Kohei Uchimura: The perpetual quest for perfection
Doha (QAT), AGU Office, October 22, 2015: Those who have had the honor of standing on the medal podium with Kohei Uchimura describe him as “the Bolt of Gymastics,” “Superman,” “King Kohei” or — in the most positive sense — “a monster.” With five consecutive World All-around titles, the Japanese maestro could also simply be called the best male gymnast of all time.
But beyond the incredible All-around domination which has landed him in the Guinness Book of World Records, Uchimura is fascinating for his perpetual quest for perfection, the Holy Grail of Gymnastics. If some in this era have chosen to perform a higher level of difficulty at the expense of good execution, Uchimura returns Men’s Artistic Gymnastics to all its nobility.
This quest for perfection began at a young age. Uchimura’s father Kazuhisa, himself a former gymnast, taught three-year-old Kohei his first skills at his own club in Nagasaki. At 15, Uchimura left his family to train in Tokyo alongside his idol Naoya Tsukahara, a key member of the gold medal-winning Japanese team at the 2004 Olympic Games. In 2007, while still a teenager, Uchimura took his place on the National team, where he quickly distinguished himself for his strokes of brilliance.
At the Beijing Olympic Games, Uchimura was the youngest of the Japanese Men’s team, but one of its top performers nonetheless. In spite of two falls off the Pommel Horse during the Individual All-around final, he won the silver medal, to go along with the silver earned by the Japanese in the team competition.
It was the following year at the 2009 World Championships in London, in the same arena as the future Olympic Games, that the man with the warm smile and mischievous eyes began his extraordinary domination, winning his first World title by 2.5 points, the same margin that separated second from eighth place.
Although just 1m62, he has looked down on his competition ever since. No injury has managed to derail his path. At the World Championships in Rotterdam in 2010, he defended his World All-around title and earned three additional medals in spite of a shoulder problem.
The year afterward in Tokyo, he competed with pain in his calf, but was such a “machine” that he still defeated his closest rival by more than three points. In taking his third consecutive World All-around title, Uchimura received a two-minute ovation from the spectators in Tokyo Metropolitan Gymnasium upon completion of his fianl routine. “I thought it was an earthquake. I’ve never received such applause,” he said.
After such a winning streak, gold at the London Olympics seemed preordained, and on his road to Rio, the Olympic champion has shown no sign of struggle in either 2013 or 2014, winning two more World titles with seeming ease.
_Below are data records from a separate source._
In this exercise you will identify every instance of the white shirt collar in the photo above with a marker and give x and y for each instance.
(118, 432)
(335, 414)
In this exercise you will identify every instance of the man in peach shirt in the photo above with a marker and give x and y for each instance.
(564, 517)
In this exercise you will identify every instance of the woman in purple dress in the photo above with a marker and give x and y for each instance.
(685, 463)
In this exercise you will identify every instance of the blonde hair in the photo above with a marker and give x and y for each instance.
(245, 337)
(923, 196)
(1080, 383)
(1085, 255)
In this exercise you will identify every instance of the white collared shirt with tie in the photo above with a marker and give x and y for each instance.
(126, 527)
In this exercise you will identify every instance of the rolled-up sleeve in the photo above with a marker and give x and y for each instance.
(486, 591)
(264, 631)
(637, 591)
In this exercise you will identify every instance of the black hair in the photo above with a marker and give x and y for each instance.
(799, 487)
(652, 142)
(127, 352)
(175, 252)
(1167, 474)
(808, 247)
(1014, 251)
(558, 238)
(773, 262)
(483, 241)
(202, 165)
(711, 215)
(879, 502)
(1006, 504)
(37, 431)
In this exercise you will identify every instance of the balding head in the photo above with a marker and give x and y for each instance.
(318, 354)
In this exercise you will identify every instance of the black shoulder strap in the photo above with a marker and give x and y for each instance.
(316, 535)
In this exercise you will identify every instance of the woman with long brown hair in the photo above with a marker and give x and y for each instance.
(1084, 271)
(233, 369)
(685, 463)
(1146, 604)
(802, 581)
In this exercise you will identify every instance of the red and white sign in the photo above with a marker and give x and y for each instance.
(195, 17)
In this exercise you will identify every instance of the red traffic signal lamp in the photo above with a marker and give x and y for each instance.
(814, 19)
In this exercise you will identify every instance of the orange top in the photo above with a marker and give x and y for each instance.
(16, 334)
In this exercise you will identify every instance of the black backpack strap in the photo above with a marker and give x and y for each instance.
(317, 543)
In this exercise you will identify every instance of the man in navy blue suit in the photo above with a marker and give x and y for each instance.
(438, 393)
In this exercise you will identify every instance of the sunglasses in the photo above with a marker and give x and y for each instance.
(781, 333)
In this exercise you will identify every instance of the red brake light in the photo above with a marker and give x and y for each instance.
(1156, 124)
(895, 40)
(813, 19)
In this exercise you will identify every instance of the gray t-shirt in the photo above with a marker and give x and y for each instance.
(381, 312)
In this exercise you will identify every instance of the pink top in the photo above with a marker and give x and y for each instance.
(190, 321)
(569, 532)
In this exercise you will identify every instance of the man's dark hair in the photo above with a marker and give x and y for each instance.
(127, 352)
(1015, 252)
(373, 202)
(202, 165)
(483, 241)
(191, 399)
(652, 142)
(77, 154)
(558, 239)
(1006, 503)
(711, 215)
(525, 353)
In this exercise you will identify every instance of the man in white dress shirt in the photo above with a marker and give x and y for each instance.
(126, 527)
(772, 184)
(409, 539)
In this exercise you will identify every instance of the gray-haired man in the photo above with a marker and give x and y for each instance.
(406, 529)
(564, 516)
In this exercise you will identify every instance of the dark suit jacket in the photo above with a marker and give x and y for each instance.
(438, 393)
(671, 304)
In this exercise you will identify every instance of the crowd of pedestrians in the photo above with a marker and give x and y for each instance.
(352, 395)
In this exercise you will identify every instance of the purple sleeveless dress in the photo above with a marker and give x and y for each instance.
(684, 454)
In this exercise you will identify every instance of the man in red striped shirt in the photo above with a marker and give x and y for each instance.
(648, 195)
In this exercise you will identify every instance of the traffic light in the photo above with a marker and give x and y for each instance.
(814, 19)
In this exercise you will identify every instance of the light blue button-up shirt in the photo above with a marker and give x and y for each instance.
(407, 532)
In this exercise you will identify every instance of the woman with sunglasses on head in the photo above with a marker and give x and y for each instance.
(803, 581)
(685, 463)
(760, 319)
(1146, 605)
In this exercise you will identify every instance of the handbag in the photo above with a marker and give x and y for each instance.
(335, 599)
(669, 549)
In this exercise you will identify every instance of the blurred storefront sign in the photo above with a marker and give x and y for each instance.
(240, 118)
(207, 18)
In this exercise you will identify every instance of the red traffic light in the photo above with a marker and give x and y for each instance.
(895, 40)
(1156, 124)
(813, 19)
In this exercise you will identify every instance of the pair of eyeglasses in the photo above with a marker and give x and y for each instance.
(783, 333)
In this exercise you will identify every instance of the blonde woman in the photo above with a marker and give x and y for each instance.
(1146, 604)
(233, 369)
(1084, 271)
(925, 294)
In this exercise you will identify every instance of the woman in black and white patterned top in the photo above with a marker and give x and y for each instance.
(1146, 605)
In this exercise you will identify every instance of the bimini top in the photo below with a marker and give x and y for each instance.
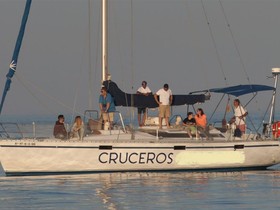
(239, 90)
(135, 100)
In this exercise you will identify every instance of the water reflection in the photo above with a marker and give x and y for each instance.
(144, 190)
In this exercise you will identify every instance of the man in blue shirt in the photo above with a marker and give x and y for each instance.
(106, 105)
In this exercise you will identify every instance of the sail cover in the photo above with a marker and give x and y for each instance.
(13, 63)
(239, 90)
(135, 100)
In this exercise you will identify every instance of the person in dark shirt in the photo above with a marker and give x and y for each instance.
(59, 130)
(190, 124)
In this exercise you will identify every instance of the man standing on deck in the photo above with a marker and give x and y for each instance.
(107, 106)
(239, 116)
(165, 100)
(143, 90)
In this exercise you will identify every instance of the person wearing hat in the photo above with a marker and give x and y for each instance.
(164, 99)
(143, 90)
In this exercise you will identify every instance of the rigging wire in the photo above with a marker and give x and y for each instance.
(214, 43)
(196, 41)
(90, 89)
(234, 42)
(132, 59)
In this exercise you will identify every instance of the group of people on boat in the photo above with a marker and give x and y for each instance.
(77, 130)
(194, 124)
(164, 99)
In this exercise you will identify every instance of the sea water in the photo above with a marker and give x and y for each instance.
(174, 190)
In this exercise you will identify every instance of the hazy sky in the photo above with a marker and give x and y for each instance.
(161, 41)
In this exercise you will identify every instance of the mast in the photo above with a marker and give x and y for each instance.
(275, 73)
(104, 49)
(13, 64)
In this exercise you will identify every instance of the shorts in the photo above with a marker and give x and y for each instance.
(164, 110)
(191, 128)
(242, 127)
(141, 110)
(105, 116)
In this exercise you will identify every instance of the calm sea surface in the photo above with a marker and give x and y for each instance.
(182, 190)
(174, 190)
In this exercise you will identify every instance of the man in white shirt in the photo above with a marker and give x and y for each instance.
(164, 101)
(143, 90)
(239, 114)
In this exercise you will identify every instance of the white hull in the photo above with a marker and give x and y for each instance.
(143, 154)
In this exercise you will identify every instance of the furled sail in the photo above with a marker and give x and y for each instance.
(13, 63)
(125, 99)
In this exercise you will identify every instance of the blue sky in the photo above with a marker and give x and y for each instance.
(160, 41)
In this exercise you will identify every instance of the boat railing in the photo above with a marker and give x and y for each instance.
(10, 130)
(94, 122)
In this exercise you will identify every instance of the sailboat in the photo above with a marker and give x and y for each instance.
(122, 149)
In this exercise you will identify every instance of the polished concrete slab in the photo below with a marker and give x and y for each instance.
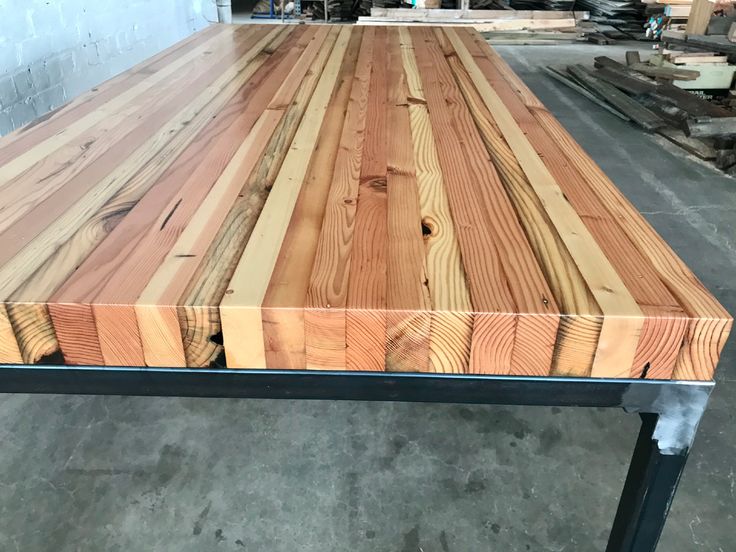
(124, 474)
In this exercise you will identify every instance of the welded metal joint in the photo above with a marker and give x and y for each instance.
(679, 409)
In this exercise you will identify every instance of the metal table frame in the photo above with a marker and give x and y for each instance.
(670, 412)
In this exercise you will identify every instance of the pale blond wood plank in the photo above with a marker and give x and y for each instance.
(365, 321)
(191, 219)
(623, 319)
(408, 302)
(283, 305)
(326, 298)
(452, 319)
(240, 308)
(112, 110)
(577, 337)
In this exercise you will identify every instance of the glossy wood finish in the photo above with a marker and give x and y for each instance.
(334, 197)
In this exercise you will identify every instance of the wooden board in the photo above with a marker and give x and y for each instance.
(333, 197)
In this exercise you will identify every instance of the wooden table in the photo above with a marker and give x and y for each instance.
(338, 198)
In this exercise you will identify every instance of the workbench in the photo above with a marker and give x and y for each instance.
(340, 212)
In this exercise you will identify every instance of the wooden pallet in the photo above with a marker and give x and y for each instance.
(333, 197)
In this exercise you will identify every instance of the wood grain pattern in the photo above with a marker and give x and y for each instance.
(334, 197)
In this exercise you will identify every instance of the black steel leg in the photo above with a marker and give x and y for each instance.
(671, 411)
(656, 466)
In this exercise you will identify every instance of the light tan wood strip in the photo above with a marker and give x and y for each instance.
(283, 305)
(452, 319)
(623, 318)
(324, 317)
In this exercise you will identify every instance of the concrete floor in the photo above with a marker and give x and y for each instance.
(129, 474)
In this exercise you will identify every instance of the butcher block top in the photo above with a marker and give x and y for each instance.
(333, 197)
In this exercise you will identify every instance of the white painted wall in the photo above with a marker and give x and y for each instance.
(52, 50)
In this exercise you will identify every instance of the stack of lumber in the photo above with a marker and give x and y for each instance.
(480, 20)
(334, 197)
(645, 94)
(551, 5)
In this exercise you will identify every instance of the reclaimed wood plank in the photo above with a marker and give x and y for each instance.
(623, 319)
(324, 317)
(285, 299)
(452, 320)
(240, 309)
(334, 197)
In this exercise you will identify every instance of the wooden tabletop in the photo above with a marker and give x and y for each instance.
(333, 197)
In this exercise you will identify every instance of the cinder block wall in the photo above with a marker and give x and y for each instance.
(52, 50)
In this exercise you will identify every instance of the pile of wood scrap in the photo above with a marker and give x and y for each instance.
(481, 20)
(647, 96)
(533, 38)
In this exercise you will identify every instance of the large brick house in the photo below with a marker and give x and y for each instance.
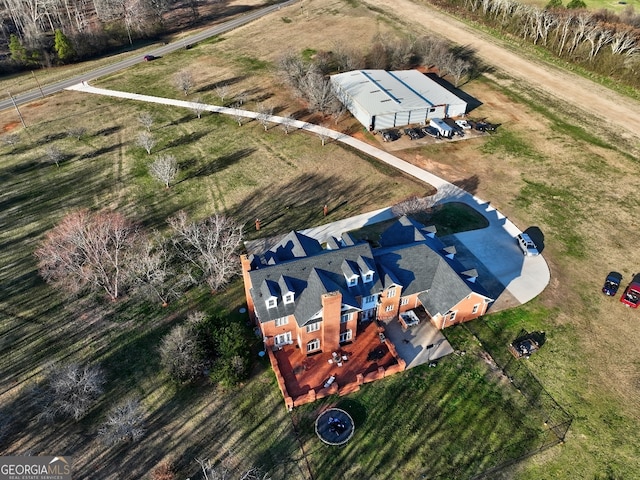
(302, 294)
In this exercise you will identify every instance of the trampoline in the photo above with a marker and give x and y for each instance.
(334, 427)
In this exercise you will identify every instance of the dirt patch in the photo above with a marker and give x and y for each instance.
(7, 127)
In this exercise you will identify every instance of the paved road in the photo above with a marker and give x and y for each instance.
(494, 247)
(158, 52)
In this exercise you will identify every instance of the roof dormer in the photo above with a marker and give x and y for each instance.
(351, 272)
(366, 267)
(270, 292)
(286, 289)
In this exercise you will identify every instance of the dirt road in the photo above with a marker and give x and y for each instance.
(620, 113)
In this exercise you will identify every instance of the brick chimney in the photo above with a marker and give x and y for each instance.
(331, 303)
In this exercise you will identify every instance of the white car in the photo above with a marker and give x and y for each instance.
(527, 246)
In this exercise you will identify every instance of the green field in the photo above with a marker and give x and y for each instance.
(452, 421)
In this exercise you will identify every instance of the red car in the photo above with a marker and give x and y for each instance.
(631, 296)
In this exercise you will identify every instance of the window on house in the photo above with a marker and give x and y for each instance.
(345, 336)
(313, 345)
(282, 339)
(282, 321)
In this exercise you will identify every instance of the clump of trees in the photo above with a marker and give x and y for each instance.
(104, 251)
(206, 343)
(602, 41)
(124, 423)
(68, 391)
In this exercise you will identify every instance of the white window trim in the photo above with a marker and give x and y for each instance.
(281, 321)
(282, 339)
(313, 345)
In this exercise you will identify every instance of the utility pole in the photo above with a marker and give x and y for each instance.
(36, 79)
(17, 109)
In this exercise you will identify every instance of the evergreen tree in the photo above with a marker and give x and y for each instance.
(63, 47)
(17, 50)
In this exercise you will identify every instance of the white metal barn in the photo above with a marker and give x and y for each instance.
(380, 99)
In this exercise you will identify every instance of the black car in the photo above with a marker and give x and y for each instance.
(431, 131)
(390, 135)
(612, 283)
(412, 133)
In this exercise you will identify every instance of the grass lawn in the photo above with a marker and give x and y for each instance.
(451, 421)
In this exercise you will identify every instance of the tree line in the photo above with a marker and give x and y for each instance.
(602, 41)
(37, 32)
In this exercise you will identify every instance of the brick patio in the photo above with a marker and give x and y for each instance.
(302, 377)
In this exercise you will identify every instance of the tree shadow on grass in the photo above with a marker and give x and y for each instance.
(214, 85)
(185, 139)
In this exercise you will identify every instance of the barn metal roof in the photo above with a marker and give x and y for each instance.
(382, 92)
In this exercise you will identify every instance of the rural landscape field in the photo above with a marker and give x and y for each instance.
(550, 164)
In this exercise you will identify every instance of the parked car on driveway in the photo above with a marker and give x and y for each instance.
(526, 245)
(612, 283)
(631, 295)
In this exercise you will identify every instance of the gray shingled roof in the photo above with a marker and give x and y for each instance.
(311, 277)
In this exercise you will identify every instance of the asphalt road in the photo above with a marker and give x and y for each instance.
(158, 52)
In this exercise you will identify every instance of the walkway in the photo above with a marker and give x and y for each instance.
(520, 278)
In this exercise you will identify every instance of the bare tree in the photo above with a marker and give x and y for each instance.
(264, 115)
(412, 204)
(76, 132)
(147, 141)
(210, 246)
(222, 91)
(124, 423)
(152, 271)
(146, 120)
(54, 154)
(180, 352)
(238, 116)
(324, 135)
(11, 138)
(164, 169)
(69, 391)
(184, 81)
(197, 107)
(88, 251)
(287, 123)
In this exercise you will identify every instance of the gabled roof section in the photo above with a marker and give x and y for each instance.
(294, 245)
(447, 290)
(311, 277)
(402, 232)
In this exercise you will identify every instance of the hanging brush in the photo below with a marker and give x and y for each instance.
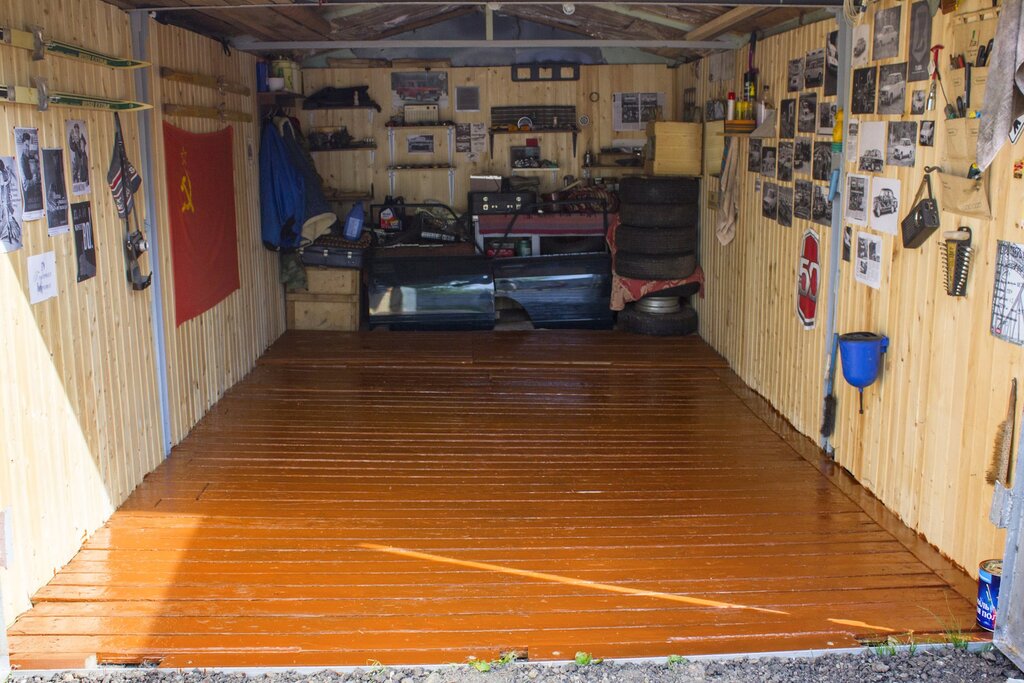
(998, 469)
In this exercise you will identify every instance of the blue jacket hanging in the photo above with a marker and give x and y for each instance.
(282, 191)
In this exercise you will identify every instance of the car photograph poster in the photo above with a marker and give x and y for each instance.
(885, 205)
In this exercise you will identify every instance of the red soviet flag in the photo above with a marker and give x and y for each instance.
(201, 210)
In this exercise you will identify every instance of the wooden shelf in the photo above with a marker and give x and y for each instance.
(361, 147)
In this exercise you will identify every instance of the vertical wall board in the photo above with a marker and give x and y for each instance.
(211, 352)
(749, 313)
(81, 416)
(926, 436)
(80, 411)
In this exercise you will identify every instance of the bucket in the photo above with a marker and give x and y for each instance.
(989, 573)
(289, 71)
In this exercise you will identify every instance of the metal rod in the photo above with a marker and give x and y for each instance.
(274, 46)
(139, 44)
(483, 3)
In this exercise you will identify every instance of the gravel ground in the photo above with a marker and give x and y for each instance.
(935, 666)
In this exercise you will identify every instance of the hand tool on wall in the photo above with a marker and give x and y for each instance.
(956, 257)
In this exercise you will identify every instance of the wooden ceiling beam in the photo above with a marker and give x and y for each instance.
(723, 23)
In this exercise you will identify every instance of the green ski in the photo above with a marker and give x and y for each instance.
(33, 40)
(42, 99)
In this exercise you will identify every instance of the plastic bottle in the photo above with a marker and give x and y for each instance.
(353, 222)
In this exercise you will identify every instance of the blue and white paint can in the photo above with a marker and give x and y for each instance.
(989, 573)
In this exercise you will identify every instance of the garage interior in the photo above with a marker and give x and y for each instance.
(417, 484)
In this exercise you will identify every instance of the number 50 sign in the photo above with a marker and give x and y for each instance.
(808, 280)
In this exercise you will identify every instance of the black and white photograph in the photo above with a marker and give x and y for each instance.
(885, 205)
(768, 161)
(769, 201)
(857, 191)
(754, 157)
(921, 42)
(30, 168)
(901, 148)
(886, 40)
(852, 135)
(832, 63)
(784, 161)
(10, 207)
(872, 141)
(863, 90)
(419, 87)
(56, 191)
(85, 247)
(802, 190)
(821, 207)
(861, 40)
(927, 136)
(78, 151)
(822, 161)
(802, 152)
(892, 88)
(814, 69)
(787, 119)
(918, 99)
(420, 144)
(785, 206)
(826, 118)
(867, 269)
(807, 113)
(795, 72)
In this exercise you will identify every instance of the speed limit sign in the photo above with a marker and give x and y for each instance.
(808, 280)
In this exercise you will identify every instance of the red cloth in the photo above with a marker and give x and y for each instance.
(625, 290)
(201, 208)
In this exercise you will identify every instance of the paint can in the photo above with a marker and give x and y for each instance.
(989, 573)
(289, 71)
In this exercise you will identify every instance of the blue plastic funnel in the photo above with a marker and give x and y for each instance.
(861, 354)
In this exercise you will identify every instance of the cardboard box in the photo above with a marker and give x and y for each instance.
(674, 148)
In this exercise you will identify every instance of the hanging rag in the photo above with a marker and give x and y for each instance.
(1005, 92)
(728, 195)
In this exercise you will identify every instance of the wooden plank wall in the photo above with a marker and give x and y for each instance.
(211, 352)
(81, 419)
(80, 424)
(750, 310)
(926, 437)
(359, 170)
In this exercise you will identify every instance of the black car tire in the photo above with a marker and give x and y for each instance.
(684, 291)
(646, 266)
(658, 215)
(655, 241)
(664, 325)
(635, 189)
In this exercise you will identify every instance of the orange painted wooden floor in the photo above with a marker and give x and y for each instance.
(422, 498)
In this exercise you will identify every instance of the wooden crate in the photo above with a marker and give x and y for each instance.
(333, 281)
(674, 148)
(323, 311)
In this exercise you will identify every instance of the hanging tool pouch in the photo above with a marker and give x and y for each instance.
(924, 216)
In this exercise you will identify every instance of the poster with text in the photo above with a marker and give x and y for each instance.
(10, 206)
(42, 276)
(30, 168)
(85, 246)
(78, 151)
(56, 191)
(867, 268)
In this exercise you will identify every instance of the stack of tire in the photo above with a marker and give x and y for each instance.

But if this exceptional gymnast who is especially strong on Floor and Parallel Bars already possesses an impressive collection of medals from the Olympic Games (five, including one gold and four silver) and World Championships (16, including seven gold), one dream that has not yet come to fruition is winning gold with his team at one of the great international competitions. Since 2008, the Chinese men have always managed to surpass the Japanese team at the World Championships and Olympic Games.
Perhaps the Japanese will end up on top one of these years, fulfilling Uchimura’s ultimate wish. For the sake of his daughter, whom he would like to remember seeing him compete among the best, “King Kohei” plans to extend the great Olympic adventure until Tokyo 2020.